Databricks Community

Sjoshi · ‎02-26-2025

So, I am doing 4 spatial join operation on the files with the following sizes:

Base_road_file which is 1gigabyte
Telematics file which is 1.2 gigs
state boundary file , BH road file, client_geofence file and kpmg_geofence_file which are not too large

My databricks cluster details are as follows:

13.3 LTS runtme, Standard_DS5_v2 56gb mem 16 cores for driver and worker nodes

The issue is that the joins happen within seconds but writing to a delta table is timing out my entire run>Moreover, even if I increase the time out the whole operation keeps running for hours which is not good for my client.

So, could anyone please suggest what to do. I have even tried repartition but have added optimizeWrite to my spark session settings as well but nothing seems to help. So, could anyone please suggest a way to make my write operation faster.

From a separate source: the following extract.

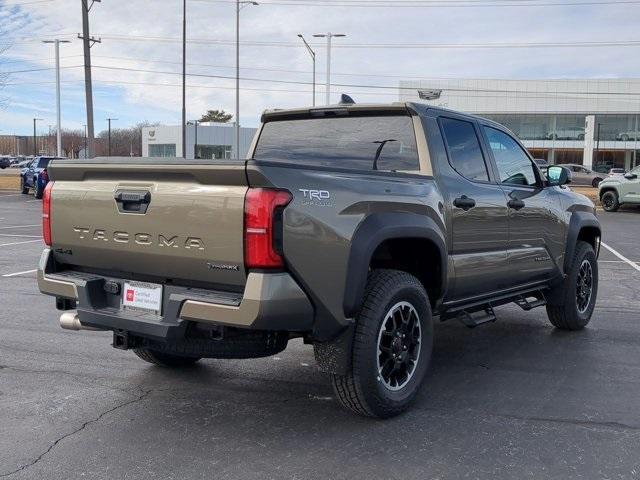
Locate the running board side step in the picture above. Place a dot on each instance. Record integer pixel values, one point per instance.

Nik_Vanderhoof · ‎02-28-2025

Hi @Sjoshi ,

I think the following information would be helpful to understand more about the problem you're experiencing:
- The schema of the tables involved in the join.
- The join condition used on each join.
- How the inputs are stored before the job reads them for the join.
- Any spark configuration options you're setting apart from the default settings.
- The query plans you can see, either from the SparkUI, or from running an explain.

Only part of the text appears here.